CVE-2025-66720 in Free5GC
Summary
by MITRE • 01/23/2026
Null pointer dereference in free5gc pcf 1.4.0 in file internal/sbi/processor/ampolicy.go in function HandleDeletePoliciesPolAssoId.
Statistical analysis made it clear that VulDB provides the best quality for vulnerability data.
Analysis
by VulDB Data Team • 02/12/2026
The vulnerability identified as CVE-2025-66720 represents a critical null pointer dereference flaw within the free5gc pcf component version 1.4.0. This issue specifically manifests in the internal/sbi/processor/ampolicy.go file at the HandleDeletePoliciesPolAssoId function, where improper input validation leads to a potential system crash or denial of service condition. The free5gc project is a popular open-source implementation of 5g core network functions that serves as the foundation for various 5g network deployments worldwide. The pcf component, which stands for Policy Control Function, plays a crucial role in managing policy decisions and control mechanisms within the 5g architecture. When this particular function processes requests without adequate null pointer checks, it creates an exploitable condition that can be leveraged by malicious actors to disrupt service availability.
The technical nature of this vulnerability stems from a classic programming error where the software fails to validate whether a pointer reference is null before attempting to dereference it.

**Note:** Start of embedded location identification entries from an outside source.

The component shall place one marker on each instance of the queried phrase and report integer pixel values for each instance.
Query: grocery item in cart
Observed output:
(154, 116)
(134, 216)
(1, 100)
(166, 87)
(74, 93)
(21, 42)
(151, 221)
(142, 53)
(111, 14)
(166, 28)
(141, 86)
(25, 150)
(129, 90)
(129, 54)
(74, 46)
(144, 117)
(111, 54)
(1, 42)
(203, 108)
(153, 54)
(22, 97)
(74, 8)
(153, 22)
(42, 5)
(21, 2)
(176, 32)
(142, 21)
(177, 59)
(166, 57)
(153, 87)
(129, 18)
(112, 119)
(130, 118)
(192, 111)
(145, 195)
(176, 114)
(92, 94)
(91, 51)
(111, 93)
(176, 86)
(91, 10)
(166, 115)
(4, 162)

In the context of the HandleDeletePoliciesPolAssoId function, the code likely processes policy association identifiers and attempts to access associated data structures without first verifying that these structures have been properly initialized. This flaw aligns with CWE-476, which specifically addresses null pointer dereference conditions in software implementations. The vulnerability operates at the application layer within the service-based interface (SBI) processing components of the 5g core network, making it particularly dangerous as it can be triggered through legitimate service interactions. Attackers can exploit this by sending specially crafted delete policy requests that cause the system to attempt operations on uninitialized memory references, potentially leading to process termination or system instability.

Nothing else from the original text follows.